A question from an old Kalamazoo friend stopped me dead in my tracks: “I can understand why folks are excited about Detroit making progress on the post-bankruptcy ‘Grand Bargain’. But why do the powers that be seem only interested in Detroit?
“There are lots of other communities in Michigan that are badly off and need help … so how come we never hear about them?”
He’s absolutely right. I spent some time last week at the Detroit Regional Chamber of Commerce’s annual big policy conference on Mackinac Island. From most of the optimistic chatter on the front porch of the Grand Hotel — without a doubt the most optimistic I’ve heard in many seasons — you’d think Detroit is the only place in Michigan trying to resolve its financial problems.
Places like Kalamazoo are suffering plenty. Not to mention Flint (in some ways, possibly worse off than Detroit). Add to the mix Jackson, Saginaw, Benton Harbor, Allen Park and many places in the Upper Peninsula. In fact, many of the larger, older cities in Michigan are facing big time financial trouble. So are some of the small ones.
And the sooner our leaders recognize that a solution to Detroit’s problems — important as that may be — isn’t the only crucial issue facing our state, the better off we all will be.
Across the state, we face local government financial crises almost anywhere you look. (If you think your community has nothing to worry about … you would be well advised to investigate further.)
What is perfectly clear is this: Unless the governor, the legislature and all of us start paying attention, the entire state is going to face problems that jeopardize our national image, not to mention our entire economy.
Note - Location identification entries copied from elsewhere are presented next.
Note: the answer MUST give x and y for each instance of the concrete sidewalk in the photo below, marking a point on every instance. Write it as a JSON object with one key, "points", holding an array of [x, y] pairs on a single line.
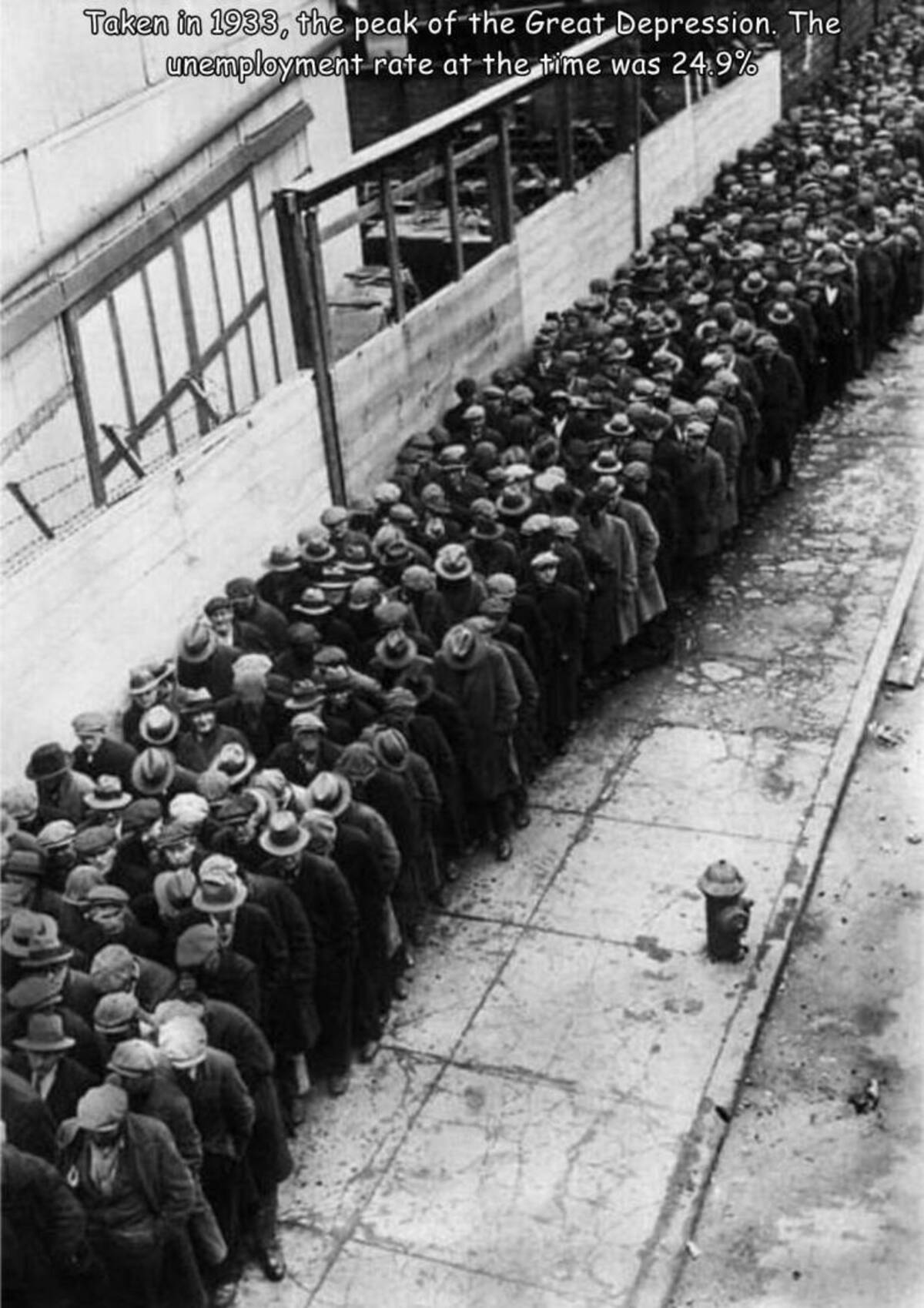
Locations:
{"points": [[541, 1121]]}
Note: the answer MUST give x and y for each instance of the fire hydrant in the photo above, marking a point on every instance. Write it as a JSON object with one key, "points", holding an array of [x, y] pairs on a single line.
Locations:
{"points": [[728, 913]]}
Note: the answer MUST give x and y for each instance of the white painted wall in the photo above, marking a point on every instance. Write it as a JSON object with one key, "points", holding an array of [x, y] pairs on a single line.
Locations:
{"points": [[119, 589]]}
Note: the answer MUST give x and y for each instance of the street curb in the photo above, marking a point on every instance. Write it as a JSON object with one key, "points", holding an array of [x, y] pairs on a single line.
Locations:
{"points": [[667, 1255]]}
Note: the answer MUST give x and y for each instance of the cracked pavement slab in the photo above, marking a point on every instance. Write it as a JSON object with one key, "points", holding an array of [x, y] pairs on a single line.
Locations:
{"points": [[541, 1106]]}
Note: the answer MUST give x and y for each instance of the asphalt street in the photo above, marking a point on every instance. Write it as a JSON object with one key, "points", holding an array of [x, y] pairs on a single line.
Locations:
{"points": [[544, 1113], [830, 1109]]}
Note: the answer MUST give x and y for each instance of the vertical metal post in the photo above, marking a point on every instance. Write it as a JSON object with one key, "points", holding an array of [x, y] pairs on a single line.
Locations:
{"points": [[392, 247], [453, 207], [566, 142], [636, 160], [305, 246], [85, 413], [505, 177]]}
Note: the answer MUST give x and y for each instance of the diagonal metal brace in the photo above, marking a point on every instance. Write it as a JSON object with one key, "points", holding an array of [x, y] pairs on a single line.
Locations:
{"points": [[122, 449], [30, 510]]}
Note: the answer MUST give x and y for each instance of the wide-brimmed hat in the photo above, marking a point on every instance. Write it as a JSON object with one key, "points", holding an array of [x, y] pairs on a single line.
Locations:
{"points": [[335, 581], [236, 761], [357, 557], [514, 501], [390, 748], [159, 725], [282, 559], [220, 888], [143, 679], [45, 1034], [305, 697], [453, 563], [357, 761], [331, 791], [461, 647], [35, 993], [134, 1059], [606, 464], [24, 864], [116, 1012], [46, 761], [198, 700], [174, 890], [780, 314], [95, 840], [45, 947], [89, 722], [282, 836], [434, 499], [153, 772], [303, 722], [113, 968], [313, 604], [102, 1109], [397, 649], [20, 930], [108, 795], [196, 643], [754, 284], [183, 1042], [314, 546]]}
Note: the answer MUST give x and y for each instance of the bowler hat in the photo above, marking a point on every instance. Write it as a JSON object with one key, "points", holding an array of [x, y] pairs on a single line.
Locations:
{"points": [[159, 725], [46, 761], [108, 795], [282, 559], [196, 643], [45, 1034], [282, 836]]}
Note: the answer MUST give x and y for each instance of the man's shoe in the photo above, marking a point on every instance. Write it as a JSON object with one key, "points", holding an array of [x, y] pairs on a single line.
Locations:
{"points": [[340, 1085], [273, 1263]]}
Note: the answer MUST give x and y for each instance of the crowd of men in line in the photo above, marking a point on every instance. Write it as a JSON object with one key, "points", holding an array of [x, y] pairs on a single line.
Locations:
{"points": [[213, 911]]}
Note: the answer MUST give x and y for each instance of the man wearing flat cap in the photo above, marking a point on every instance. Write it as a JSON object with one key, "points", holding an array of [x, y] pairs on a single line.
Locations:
{"points": [[97, 754], [138, 1195]]}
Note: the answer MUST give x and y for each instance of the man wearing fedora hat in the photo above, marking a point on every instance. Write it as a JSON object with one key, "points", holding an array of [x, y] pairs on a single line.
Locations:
{"points": [[61, 791], [478, 677], [148, 684], [282, 581], [256, 612], [300, 857], [139, 1196], [42, 1060], [203, 662], [203, 737], [308, 752]]}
My friend in Kalamazoo knows perfectly well that his city faces a $190 million unfunded retiree health care liability. Flint, already for some years in the hands of an emergency financial manager, is considering laying off what’s left of its public safety apparatus. Even relatively well-off communities are in real or potential trouble: Livonia’s retiree health care plan is only 38 percent funded; Birmingham has funded only 26 percent of its projected retiree health care costs. Jackson, where the entire city budget is $50 million, faces $59 million in unfunded health care liabilities!